Genetics. 2013 Aug 26. [Epub ahead of print]

Authors/Editors: Panda SK, Wefers B, Ortiz O, Floss T, Schmid B, Haass C, Wurst W, Kühn R.
Publication Date: 2013

 panda-genetics-2013

Abstract

Targeted mouse mutants are instrumental for the analysis of gene function in health and disease. We recently provided proof-of-principle for the fast track mutagenesis of the mouse genome using TALENs in one-cell embryos. Here we report a routine procedure for the efficient production of disease-related knockin and knockout mutants using improved TALEN mRNAs that include a plasmid coded poly(A) tail (TALEN-95A), circumventing the problematic in vitro polyadenylation step.
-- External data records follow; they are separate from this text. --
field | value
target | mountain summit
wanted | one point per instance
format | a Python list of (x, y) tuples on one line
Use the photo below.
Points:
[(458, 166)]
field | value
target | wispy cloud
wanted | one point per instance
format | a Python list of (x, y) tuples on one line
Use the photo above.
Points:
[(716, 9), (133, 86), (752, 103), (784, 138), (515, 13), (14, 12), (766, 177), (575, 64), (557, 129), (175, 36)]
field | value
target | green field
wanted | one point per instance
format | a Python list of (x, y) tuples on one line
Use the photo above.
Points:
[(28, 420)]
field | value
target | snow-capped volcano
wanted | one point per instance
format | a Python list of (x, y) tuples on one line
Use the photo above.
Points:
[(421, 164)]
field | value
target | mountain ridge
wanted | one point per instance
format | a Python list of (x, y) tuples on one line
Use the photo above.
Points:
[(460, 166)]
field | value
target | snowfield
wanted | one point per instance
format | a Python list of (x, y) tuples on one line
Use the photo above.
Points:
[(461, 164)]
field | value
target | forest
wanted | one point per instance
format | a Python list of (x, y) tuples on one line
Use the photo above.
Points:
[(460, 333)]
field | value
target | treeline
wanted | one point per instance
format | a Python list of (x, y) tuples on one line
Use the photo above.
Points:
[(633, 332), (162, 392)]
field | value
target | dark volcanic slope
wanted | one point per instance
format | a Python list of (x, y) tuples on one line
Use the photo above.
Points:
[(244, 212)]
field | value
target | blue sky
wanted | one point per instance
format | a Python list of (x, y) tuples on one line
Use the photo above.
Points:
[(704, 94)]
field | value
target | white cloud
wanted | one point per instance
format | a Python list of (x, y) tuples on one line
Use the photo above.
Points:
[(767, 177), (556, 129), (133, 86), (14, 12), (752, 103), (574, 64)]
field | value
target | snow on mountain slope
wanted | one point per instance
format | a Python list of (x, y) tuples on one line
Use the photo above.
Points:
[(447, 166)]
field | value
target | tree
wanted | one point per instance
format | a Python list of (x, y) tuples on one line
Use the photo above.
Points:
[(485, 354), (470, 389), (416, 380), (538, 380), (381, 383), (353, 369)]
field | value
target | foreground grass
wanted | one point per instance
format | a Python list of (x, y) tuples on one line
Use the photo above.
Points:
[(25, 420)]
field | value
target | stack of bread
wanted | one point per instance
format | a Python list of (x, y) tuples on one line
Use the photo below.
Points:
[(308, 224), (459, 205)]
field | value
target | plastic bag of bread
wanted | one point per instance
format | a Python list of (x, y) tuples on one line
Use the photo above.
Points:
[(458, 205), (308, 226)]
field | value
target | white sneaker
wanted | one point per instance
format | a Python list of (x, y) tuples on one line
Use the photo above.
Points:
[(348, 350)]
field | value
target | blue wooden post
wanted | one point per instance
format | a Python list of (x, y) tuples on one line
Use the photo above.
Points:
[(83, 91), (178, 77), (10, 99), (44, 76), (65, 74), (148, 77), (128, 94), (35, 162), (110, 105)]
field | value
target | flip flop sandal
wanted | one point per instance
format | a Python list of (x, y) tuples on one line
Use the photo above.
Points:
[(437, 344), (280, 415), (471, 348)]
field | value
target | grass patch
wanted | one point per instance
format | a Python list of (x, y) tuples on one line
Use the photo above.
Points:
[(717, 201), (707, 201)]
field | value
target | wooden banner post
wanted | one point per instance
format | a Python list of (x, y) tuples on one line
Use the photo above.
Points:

To knockout the C9orf72 gene as a model of frontotemporal lobar degeneration, TALEN-95A mutagenesis induced sequence deletions in 41 % of pups derived from microinjected embryos. Using TALENs together with mutagenic oligodeoxynucleotides we introduced amyotrophic lateral sclerosis patient-derived missense mutations in the fused in sarcoma (Fus) gene at a rate of 6.8 %. For the simple identification of TALEN-induced mutants and their progeny we validate highresolution melt analysis (HRMA) of PCR products as a sensitive and universal genotyping tool. Furthermore, HRMA of off-target sites in mutant founder mice revealed no evidence for undesired TALEN-mediated processing of related genomic sequences. The combination of TALEN-95A mRNAs for enhanced mutagenesis and of HRMA for simplified genotyping enables the accelerated, routine production of new mouse models for the study of genetic disease mechanisms.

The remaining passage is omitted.